We must not move on!
by David Neuhaus SJ
A month ago, during the night between August 30 and 31, a nightmare unfolded just a few kilometres away from my home and workplace. Seventy-seven people died in a fire that engulfed a building on Albert Street in downtown Johannesburg. The nightmare has repeatedly played out in my imagination as I followed reports on the event. Seventy-seven lives brutally ended, and hundreds more were made homeless. One commentator said that this tragedy was “horribly inevitable” and chillingly added, “but we simply move on”. Those who perished hardly left a trace. Most of their names were not made known. Their individual stories remain untold. The voices of those who mourn them and miss them are muted.
I have nothing to add to the many words of outrage and protest that were published in the days following the fire, including by the Jesuit Institute. I have nothing to add to the professional analyses and exhaustive information that was provided. My unique reason for writing now is to exhort us not to “simply move on”. Let this event be engraved on our minds and hearts. Let the story of 80 Albert Street be a permanent signpost on our way.
Unable to get to know those who died, I have attempted to get to know the place in which they perished. Without knowing the names of the victims, their death trap at 80 Albert Street must evoke them so that we do not move on. Before the fire, a plaque marked the building, narrating its ominous history. “The Central Pass Office was an infamous checkpoint of the influx control system under apartheid. The “Dompas”, which controlled the movement of African people, was issued here. Denied a place in the city, many were ordered to leave Johannesburg. This building opened in 1954 as the Non-European Affairs Department and was greatly enlarged in the 1960s.” Established to control access to the city, resulting in the exclusion of many, this ominous building became a death trap for those we continue to exclude from access to reasonable conditions of life.
In between these two long chapters of exclusion, the plaque also reminded passersby that when the apartheid system had been finally dismantled, the building was converted and “in 1994, re-named the Usindiso Women’s Shelter”. The shelter housed abused, homeless women, teenage girls and children. Those who ran the shelter tried to turn the structure into a cheerful, accommodating space of inclusion for the new residents. However, the shelter was finally closed in 2018 due to the ongoing deterioration of the physical structure and the threats to the inhabitants from criminal elements who had started to impose a regime of terror on all who entered. A raid by the city authorities in 2019 led to tens of people being charged with illegally extorting money from those seeking shelter there. However, this put a stop neither to the exploitation of the poor nor to the building’s continual crumbling. At that time, city officials had explicitly confirmed that the building was a threat to anyone residing there.

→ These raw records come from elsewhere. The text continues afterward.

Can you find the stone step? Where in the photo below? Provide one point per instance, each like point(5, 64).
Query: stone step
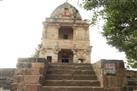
point(70, 88)
point(72, 83)
point(71, 66)
point(69, 71)
point(70, 77)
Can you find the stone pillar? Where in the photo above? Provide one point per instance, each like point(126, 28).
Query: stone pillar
point(28, 74)
point(111, 74)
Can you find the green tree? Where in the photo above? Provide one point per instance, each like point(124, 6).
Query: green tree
point(120, 28)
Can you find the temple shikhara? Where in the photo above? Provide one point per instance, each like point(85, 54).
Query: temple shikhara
point(64, 62)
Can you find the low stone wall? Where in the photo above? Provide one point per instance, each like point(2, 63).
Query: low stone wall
point(111, 74)
point(131, 74)
point(6, 77)
point(28, 74)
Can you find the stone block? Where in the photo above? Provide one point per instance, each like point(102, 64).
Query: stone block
point(37, 65)
point(31, 79)
point(31, 87)
point(19, 78)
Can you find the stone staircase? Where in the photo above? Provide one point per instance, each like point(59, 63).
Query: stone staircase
point(71, 77)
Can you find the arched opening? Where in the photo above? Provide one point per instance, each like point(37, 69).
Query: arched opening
point(65, 56)
point(66, 32)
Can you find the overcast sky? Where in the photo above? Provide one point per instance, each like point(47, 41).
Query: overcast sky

Justified criticism and rage must not replace horrified shock and deep sadness. By some estimates, another six hundred properties in Johannesburg are in a similar plight. Buildings, large and small, houses, and plots that have been abandoned by the authorities and have been turned into makeshift shelters for thousands of the city’s poor, local and migrants. Like the building in Albert Street, many others have fallen under the purvey of unscrupulous gangs. Let us not forget that their residents could meet a similar fate to those who have perished if we dare to simply move on.*
* Another fire broke out in a nearby building on the night of September 15. This time, the firefighters were more successful.